RHIC is a particle accelerator used to simulate and study conditions of the early universe just after the Big Bang. The research is expected to shed some light on one of the greatest mysteries of physics: Why our universe appears to be made entirely of ordinary matter, whilst matter and antimatter are understood to have been created in equal amounts at the time of the Big Bang.
New “Flavor” of Neutrino
The year 2012 witnessed the discovery of a new “flavor” of neutrino – the third type of neutrino oscillation as a result from the work at Daya Bay Neutrino Experiment headed by IHEP.
The neutrino detector immersed in water at the Daya Bay Neutrino Experiment (Image: IHEP)
The Daya Bay Neutrino Experiment, based at the Daya Bay nuclear power plant in Guangdong Province of southern China, started running in 2011. In March 2012, the experimental collaboration announced the discovery of the third type of neutrino oscillation, and also the precise measurement of the neutrino mixing angle θ13. This discovery, listed among the annual 10 science breakthroughs by Science in 2012, earned the team the Breakthrough Prize for Fundamental Physics in 2016. The team was also awarded the First Prize of the National S&T Awards for Natural Science.

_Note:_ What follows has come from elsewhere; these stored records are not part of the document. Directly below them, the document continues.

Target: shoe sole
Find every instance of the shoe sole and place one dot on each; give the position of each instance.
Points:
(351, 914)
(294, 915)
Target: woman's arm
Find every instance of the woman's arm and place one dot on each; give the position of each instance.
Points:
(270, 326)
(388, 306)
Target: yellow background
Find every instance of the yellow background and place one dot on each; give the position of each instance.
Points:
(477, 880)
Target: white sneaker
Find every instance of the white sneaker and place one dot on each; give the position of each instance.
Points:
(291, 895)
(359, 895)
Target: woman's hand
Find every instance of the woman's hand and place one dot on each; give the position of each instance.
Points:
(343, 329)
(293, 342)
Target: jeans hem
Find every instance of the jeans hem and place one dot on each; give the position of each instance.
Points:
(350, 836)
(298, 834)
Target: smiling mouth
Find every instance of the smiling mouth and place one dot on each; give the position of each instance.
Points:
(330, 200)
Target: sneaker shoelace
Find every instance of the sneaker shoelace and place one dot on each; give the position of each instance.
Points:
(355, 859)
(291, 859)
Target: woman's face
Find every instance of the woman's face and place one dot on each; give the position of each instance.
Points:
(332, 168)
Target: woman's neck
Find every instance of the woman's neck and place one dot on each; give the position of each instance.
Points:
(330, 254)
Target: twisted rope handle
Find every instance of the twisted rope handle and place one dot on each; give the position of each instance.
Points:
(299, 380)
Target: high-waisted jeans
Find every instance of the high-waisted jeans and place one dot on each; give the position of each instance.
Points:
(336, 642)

A total of 192 eight-inch photomultipliers are installed on the inner wall of the neutrino detector of Daya Bay Neutrino Experiment (DBNE), to pick up the dim signals given off by the neutrinos caught by the detector.
On March 8, 2012, the DBNE collaboration announced the discovery of a new type of neutrino oscillation. The team’s first results indicated that the neutrino mixing angle theta13, expressed as sin22θ13, is equal to 0.092 plus or minus 0.017. (Credit: IHEP)
To further explore neutrino physics, a much bigger neutrino experiment, the Jiangmen Underground Neutrino Observatory (JUNO) is currently under construction at a site near to the city of Jiangmen in Guangdong Province.
CAS’s Role in Higgs Detection
The international experiment and research occurring in 2012 on the Large Hadron Collider (LHC) of CERN (the European Organization for Nuclear Research) that successfully detected Higgs boson, the “last missing brick” of the Standard Model, involved thousands of scientists from over a hundred institutes in 30 countries, including Chinese institutions headed by IHEP and USTC.
Triumph of the Standard Model: In 2012, data from CERN’s CMS and ATLAS experiments strongly suggested that a new subatomic particle, which appeared to be in good consistence to the long-sought-after Higgs boson, was detected. (Image: CERN)
Chinese scientists directly contributed to the building of two LHC detectors: CMS (the Compact Muon Solenoid) and ATLAS (A Toroidal LHC Apparatus). The former is a general-purpose detector aimed at searching of Higgs, the “God Particle”, and the latter targeted at new physics beyond the Standard Model. Chinese scientists also provided a smart method to differentiate the target particle, which occurs only once out of a trillion collisions, from the massive number of hadrons and quantum photons produced by the mini artificial “Big Bang” in the big collider.